DepEd maintains mobile app to ensure ‘protection’ and ‘welfare’ of teachers.

Published May 13, 2019, 11:54 PM

by Ellalyn De Vera & Richa Noriega

By Merlina Hernando-Malipot

Despite opposition from some teachers, the Department of Education (DepEd) on Monday maintained that the election monitoring mobile app was developed and is used to ensure their “protection” and “welfare” as they fulfill their election service duties.

“Through this app, a teacher who has a mobile phone can immediately contact the Central Office,” said Education Leonor Briones in a press briefing on 2019 midterm election updates.

“For past few hours, we have seen how it is working for us and we’re able to gauge the response of our teachers,” she added.

Undersecretary for Administration and Election Task Force (ETF) Chair Alain Del Pascua explained that the DepEd launched an election monitoring mobile application to enable officials, teachers, and personnel serving in the 2019 elections to send real-time and more accessible reports.

“It is our tool to monitor teacher-related and DepEd-related issues and concerns,” Pascua said.

“We want to know the real issues on the ground at a given time so that immediately, may response din kami,” he added.

“Kung may na-harass o nagkaroon ng aksidente or may threats of violence, then, we would immediately inform our law enforcers,” Pascua said.

“In essence, the mobile app is actually in protection of our teachers,” he added.

Pascua also emphasized DepEd is not compelling the use of the said application: “While the submission of reports is required, the use of the DepEd election monitoring app is an option—a simpler, easier, quicker, and more efficient option,” he added.

“DepEd teachers or personnel do not need to purchase smartphones or load for data connection since using the election monitoring app is not mandatory,” Pascua said.

Though using said application is not required, he maintained that “it is a more efficient way of gathering, consolidating, centralizing, and managing information on elections into real-time reports, which can be easily understood and immediately addressed.”

Pascua said that the DepEd election monitoring application is “designed to be user-friendly” since the questions presented in the said application are answerable by simply clicking the” true or false” button.

“When all the questions are answered, submitting and uploading the reports to the server may take only five minutes,” Pascua explained.

“This digital submission of reports takes a shorter time than the past elections’ manual submission,” he added.

This is the first time the DepEd has taken on this endeavor and engaging the reporting process through a digital, by default, approach.

“The app, in reality, just simplifies the work to be done and makes it easier, quicker, and more efficient,” Pascua said.

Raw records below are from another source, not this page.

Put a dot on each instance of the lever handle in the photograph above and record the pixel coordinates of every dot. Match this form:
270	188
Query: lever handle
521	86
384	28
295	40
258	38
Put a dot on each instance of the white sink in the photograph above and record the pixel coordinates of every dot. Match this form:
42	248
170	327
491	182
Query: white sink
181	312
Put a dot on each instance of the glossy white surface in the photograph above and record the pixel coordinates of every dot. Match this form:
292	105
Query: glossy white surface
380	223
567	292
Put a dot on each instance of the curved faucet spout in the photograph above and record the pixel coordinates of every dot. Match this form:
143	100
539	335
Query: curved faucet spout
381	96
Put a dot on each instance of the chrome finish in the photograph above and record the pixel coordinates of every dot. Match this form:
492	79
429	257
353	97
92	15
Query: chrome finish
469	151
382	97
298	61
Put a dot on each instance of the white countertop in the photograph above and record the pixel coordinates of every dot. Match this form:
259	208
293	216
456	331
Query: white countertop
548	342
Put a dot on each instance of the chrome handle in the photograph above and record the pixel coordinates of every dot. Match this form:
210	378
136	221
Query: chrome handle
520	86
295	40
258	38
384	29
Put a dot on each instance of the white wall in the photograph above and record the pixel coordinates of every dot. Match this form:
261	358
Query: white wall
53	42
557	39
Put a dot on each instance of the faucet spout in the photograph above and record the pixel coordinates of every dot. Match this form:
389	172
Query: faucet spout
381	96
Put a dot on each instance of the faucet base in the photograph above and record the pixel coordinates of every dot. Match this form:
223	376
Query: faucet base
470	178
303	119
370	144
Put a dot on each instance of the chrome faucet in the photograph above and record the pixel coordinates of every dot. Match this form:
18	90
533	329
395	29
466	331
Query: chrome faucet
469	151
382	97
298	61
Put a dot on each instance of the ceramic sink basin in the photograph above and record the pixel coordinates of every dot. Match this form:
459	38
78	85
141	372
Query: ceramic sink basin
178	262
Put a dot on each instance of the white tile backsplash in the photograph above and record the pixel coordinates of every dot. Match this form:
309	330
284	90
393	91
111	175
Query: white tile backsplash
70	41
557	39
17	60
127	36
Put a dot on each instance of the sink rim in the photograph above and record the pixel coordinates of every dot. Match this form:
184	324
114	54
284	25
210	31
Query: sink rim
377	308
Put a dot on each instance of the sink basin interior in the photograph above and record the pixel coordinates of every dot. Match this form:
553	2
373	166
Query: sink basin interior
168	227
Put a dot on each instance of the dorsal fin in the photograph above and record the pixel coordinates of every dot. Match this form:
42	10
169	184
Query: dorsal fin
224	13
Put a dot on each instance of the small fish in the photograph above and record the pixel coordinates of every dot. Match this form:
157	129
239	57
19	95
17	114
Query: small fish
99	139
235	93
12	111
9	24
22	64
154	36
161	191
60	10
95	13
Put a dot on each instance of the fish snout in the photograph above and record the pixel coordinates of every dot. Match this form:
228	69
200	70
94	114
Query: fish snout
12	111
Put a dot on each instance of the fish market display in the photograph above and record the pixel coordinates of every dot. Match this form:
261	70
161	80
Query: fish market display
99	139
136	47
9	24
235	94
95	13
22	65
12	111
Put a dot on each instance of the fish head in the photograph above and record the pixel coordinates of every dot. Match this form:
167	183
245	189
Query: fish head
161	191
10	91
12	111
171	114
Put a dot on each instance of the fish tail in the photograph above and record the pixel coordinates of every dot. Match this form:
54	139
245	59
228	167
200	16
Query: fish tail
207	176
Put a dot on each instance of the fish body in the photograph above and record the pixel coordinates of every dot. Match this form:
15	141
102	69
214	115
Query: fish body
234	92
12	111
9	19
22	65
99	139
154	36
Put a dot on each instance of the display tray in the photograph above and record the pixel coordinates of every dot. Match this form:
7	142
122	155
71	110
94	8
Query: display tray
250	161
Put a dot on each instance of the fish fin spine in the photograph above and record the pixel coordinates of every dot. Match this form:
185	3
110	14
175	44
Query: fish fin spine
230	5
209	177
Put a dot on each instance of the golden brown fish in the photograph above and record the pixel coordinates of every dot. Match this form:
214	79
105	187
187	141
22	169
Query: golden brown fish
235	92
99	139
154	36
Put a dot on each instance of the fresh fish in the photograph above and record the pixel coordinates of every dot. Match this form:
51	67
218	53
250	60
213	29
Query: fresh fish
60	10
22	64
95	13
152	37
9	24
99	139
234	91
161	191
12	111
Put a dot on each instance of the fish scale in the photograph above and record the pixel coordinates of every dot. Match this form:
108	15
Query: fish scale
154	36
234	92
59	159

“If data are collected properly, officials are able to easily get a picture of activities and reports within hours, not in months or in weeks,” he added.

In the future, he noted that DepEd hopes to use this monitoring system in other activities or items under DepEd.

Earlier, the Alliance of Concerned Teachers (ACT) lambasted DepEd for asking teachers who render poll duties to use the monitoring app noting that this is only an “additional burden.”